Top Cannes Film Proves Disappointing

THE grand prize at this year's Cannes Film Festival surprised just about everyone when it went to a low-budget comedy by a 26-year-old American named Steven Soderbergh, who hails from Louisiana and has never made a feature film before. Its unlikely title is ``sex, lies, and videotape,'' and it has now arrived in the United States, so American audiences can make up their own minds about it. The story begins with an unexpected visit to John and Ann, a young married couple. Graham, the guest, is an old friend whom John hasn't seen since college and Ann has never met. He turns out to be nice enough, but also a bit weird: He's kind of a loner, and his idea of having a ``meaningful relationship'' is to tape you with his video camera.

He's obsessed with taping young women, especially when they talk about - or act out - their sex lives. He gets more and more involved with Ann, and with her sister, Cynthia, who's anything but inhibited. Before long the emotions of these people are so tangled you doubt if they'll ever sort themselves out.

One thing ``sex, lies, and videotape'' has to offer is truth in advertising: It's definitely about sex, lies, and videotape, in roughly that order. The big question is whether this offbeat comedy deserved the grand prize, plus a best-actor award and an international critics prize, at the world's most celebrated film festival. And whether it's worth our attention - especially with its subject matter, which many will consider distasteful.

My own answers to these questions are very mixed. For about an hour, I enjoyed ``sex, lies, and videotape'' for its unexpected touches, which are plentiful.
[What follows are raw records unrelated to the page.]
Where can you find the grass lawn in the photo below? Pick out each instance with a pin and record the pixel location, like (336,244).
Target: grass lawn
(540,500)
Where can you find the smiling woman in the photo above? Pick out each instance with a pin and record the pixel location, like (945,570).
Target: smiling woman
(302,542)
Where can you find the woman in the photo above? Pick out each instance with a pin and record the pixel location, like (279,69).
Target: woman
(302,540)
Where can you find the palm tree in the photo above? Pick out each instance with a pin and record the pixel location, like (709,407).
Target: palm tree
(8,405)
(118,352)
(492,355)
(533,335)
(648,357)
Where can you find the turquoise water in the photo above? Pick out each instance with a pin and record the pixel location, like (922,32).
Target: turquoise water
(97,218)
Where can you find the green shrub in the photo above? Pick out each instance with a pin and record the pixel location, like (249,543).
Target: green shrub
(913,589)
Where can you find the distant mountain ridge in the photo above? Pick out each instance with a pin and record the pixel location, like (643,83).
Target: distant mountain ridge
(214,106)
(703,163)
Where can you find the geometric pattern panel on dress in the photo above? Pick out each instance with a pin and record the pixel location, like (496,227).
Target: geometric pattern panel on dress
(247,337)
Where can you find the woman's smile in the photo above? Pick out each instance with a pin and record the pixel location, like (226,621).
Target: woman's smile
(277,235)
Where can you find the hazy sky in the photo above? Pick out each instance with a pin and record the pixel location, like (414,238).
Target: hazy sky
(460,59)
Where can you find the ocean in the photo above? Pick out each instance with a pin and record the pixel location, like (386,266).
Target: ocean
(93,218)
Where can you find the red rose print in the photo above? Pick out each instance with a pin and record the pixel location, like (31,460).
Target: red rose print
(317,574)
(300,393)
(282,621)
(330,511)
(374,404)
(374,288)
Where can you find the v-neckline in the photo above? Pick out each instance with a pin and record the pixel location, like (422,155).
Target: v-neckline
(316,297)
You never know what the characters are going to say next - especially the video freak, whose mind operates according to its own strange rules. In addition to these verbal surprises, the first half of the movie has terrific cinematic ideas. The camera settles down in unexpected places, or moves with a kind of hip choreography.

The trouble is: All this inventiveness simply vanishes from the movie after a while. During the last half-hour or so, the characters just sit and talk to each other while the camera just sits and photographs them in a boring shot/reverse-shot pattern. It's as if Mr. Soderbergh had lost interest in his own film.

And that would be understandable, since another problem with ``sex, lies, and videotape'' is that it's too calculated. You can almost hear Soderbergh and his associates cooking the movie up: Gee, nobody's combined these things before - this kind of sexuality, and this kind of character, and videotape, and sisters. It's more like a recipe than an artistic idea and in the end it seems - too trendy for comfort.

In sum, ``sex, lies, and videotape'' has clever moments. But they're not enough to carry the movie all the way to the end, and they don't make Steven Soderbergh more than a promising new talent who has yet to show us what he can really do.

The film is rated R. It contains a good deal of talk about sex, and it goes out of its way to be sleazy at times, although in visual terms it's fairly tame by current standards.